Accordingly, a docking station is any device that supports Plug and Play technology having a serial data communication port, like a computer.
The illustrated embodiments can also employ a visual display. FIG. 6 shows an LCD display 232 having a display driver 212 serially connected 228 to the microcontroller 216. The visual display may be mounted onto the memory cartridge 200 as shown in FIG. 6 or directly onto the nonvolatile miniature memory card 400. In the embodiment depicted in FIG. 6, when the memory module 200 is directly connected to the cellular telephone 224, the cellular telephone keypad 308 may function as a means for scanning the contents of the memory module 200 on the LCD display 232. In another embodiment, the visual display may be coupled directly to a portable scanning device and a portable power source so that the visual display is part of a fully functional portable memory module when it is detached from the digital cellular telephone 224. In a further embodiment, the visual display is an LED display. Various embodiments may also employ hybrid electronic displays.
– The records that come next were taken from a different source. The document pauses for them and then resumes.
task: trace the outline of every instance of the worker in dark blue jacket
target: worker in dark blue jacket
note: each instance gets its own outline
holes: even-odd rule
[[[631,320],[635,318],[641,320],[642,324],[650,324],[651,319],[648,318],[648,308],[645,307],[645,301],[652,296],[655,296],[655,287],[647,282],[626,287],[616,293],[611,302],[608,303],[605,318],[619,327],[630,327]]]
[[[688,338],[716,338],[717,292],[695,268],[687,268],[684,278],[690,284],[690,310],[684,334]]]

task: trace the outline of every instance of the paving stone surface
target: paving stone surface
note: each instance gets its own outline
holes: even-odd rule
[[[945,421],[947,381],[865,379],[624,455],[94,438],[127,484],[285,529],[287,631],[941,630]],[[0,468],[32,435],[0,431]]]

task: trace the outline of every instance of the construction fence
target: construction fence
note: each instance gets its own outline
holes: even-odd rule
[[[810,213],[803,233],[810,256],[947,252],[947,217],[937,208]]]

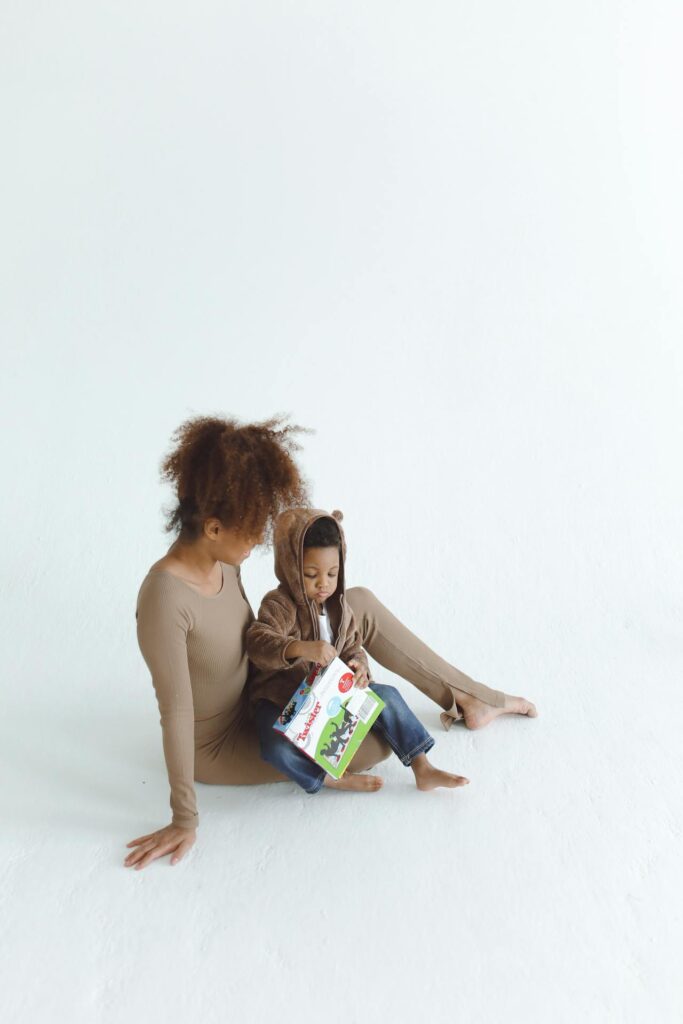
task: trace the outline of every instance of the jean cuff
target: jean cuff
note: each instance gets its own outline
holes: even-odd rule
[[[407,754],[404,758],[400,759],[401,764],[404,764],[407,768],[410,768],[413,759],[417,758],[418,754],[428,754],[435,742],[436,740],[433,736],[428,736],[426,739],[423,739],[414,751],[411,751],[410,754]]]

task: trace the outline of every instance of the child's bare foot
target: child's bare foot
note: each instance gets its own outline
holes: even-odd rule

The concepts and processes previously illustrated may be implemented through software and logic circuitry. The aforementioned embodiments were employed using conventional circuitry and software including an RS232 serial data driver, an Intel Series 100 Flash Memory Miniature Card, a FTL Flash File System, and software adapted from a Common Flash Interface Specification and a Plug and Play Design Specification. Although the disclosure is not limited to a block of flash memory as a battery backed SRAM or an EEPROM may also be used, the use of portable flash memory provides fast access times, high endurance cycles, low energy consumption, single power supply operation, direct executions meaning code and data may be read directly from memory, and a smaller size in comparison to conventional storage devices. The disclosed embodiments enjoy utility in any digital cellular telephone application.
Variations and modifications of the embodiments disclosed herein may be made without departing from scope and spirit of the invention. The aforementioned description is intended to be illustrative rather than limiting and it is understood that the scope of the invention is set forth by the following claims.